YOU (all) were once no people; now you (all) are God’s own people.
You (all) are a chosen people, a royal priesthood, the ones set apart “to offer spiritual sacrifices through Jesus Christ.” The language of priesthood is used in two ways in the New Testament: Jesus, and the baptized community. Individual leaders were not “priests”; it was the role and right of the congregations to speak of God to the world, and pray to God for the well-being of the world.
It’s useful to remember always that the destruction of the temple in 70 AD was a seminal event in the life of most of the people we meet in the New Testament. In the loss of the temple, the author of I Peter is re-appropriating this idea of intercession and offering of spiritual sacrifice, relocating it as the work of the entire community.
What does it mean to have been the recipients of mercy? Of absolute forgiveness, and inclusion, and welcome? For that, says the author of First Peter, is who we are. Not by our own deserving, or because we earned it by following the rules or living up to some impossible standard—but just because God, in the person and work of Jesus Christ, has made it so.
In the gospel reading from John, Jesus is getting the disciples ready for his departure. In a very few hours he will be arrested, and imprisoned, and executed. He is getting them ready, by reminding them of what they already know.
“I AM” the way.
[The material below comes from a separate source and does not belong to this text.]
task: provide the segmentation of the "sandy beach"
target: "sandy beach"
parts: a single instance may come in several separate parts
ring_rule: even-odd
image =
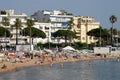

And the truth. And the life. Again with “I AM” statements…reminding us, two thousand years later, of what John’s author wants us to be absolutely clear about: that this Jesus is God’s own self-revelation in the world in which we live. “Show us the Father!” Philip asks, and you can just see Jesus placing his face in his hands. “Phil, buddy—where have you been?” I am in God; God is in me; there is no difference. And you (all) too, will share in this reality.
To the first hearers of John’s gospel, this was not new news at all. But it was something that they needed to hear again; an essential reality of which they sometimes needed to be reminded. They were wondering, after many years, “Is this it?” Jesus had not returned to earth in bodily form, as they had been expecting. Most of those who had known Jesus in the days of his human existence had themselves died. So now what are we supposed to do?
Let’s just say that getting rid of all human responsibilities, and sitting on a mountaintop waiting for the Second Coming didn’t seem to be on Jesus’ agenda for his followers. Not then; not yesterday or today or tomorrow.
“There is a place prepared for you (all)”…but before that, something else. Whether the day of going home is soon, even as soon as yesterday or many years in the future, until then there is something else. “You (all) will do the works that I do, and even greater works than these.”
He has washed their feet—an act of complete service and care, disregarding all the social conventions of the day. He has gotten himself a reputation for hanging out with the absolute wrongest kind of people, and eating and drinking and talking with them. He has healed the sick and given sight to the blind, and raised the dead. And “You all”—he says—meaning them, and us too—“will do even greater things.”
Are we ourselves able to see the work of God’s Spirit even now, in our lives as Christ’s hands and eyes and ears in this world? Do we expect that we would? And if not, why not?
To live in faith does not mean that we ask no questions; it does not mean that we are forever satisfied with easy answers, or that we do not seek to understand more deeply the mysteries of the universe, be they physical or metaphysical—but that at the bottom of it all, is a trust that God is God, and we are beloved. No matter what we’ve done, or left undone; no matter who we are or think we ought to be, but only and all for love.
We love, as well and as fully as we are able, because God in Christ has loved us first.
“Through many dangers, toils and snares, we have already come;
‘Tis grace that’s brought us safe thus far, and grace shall lead us home.”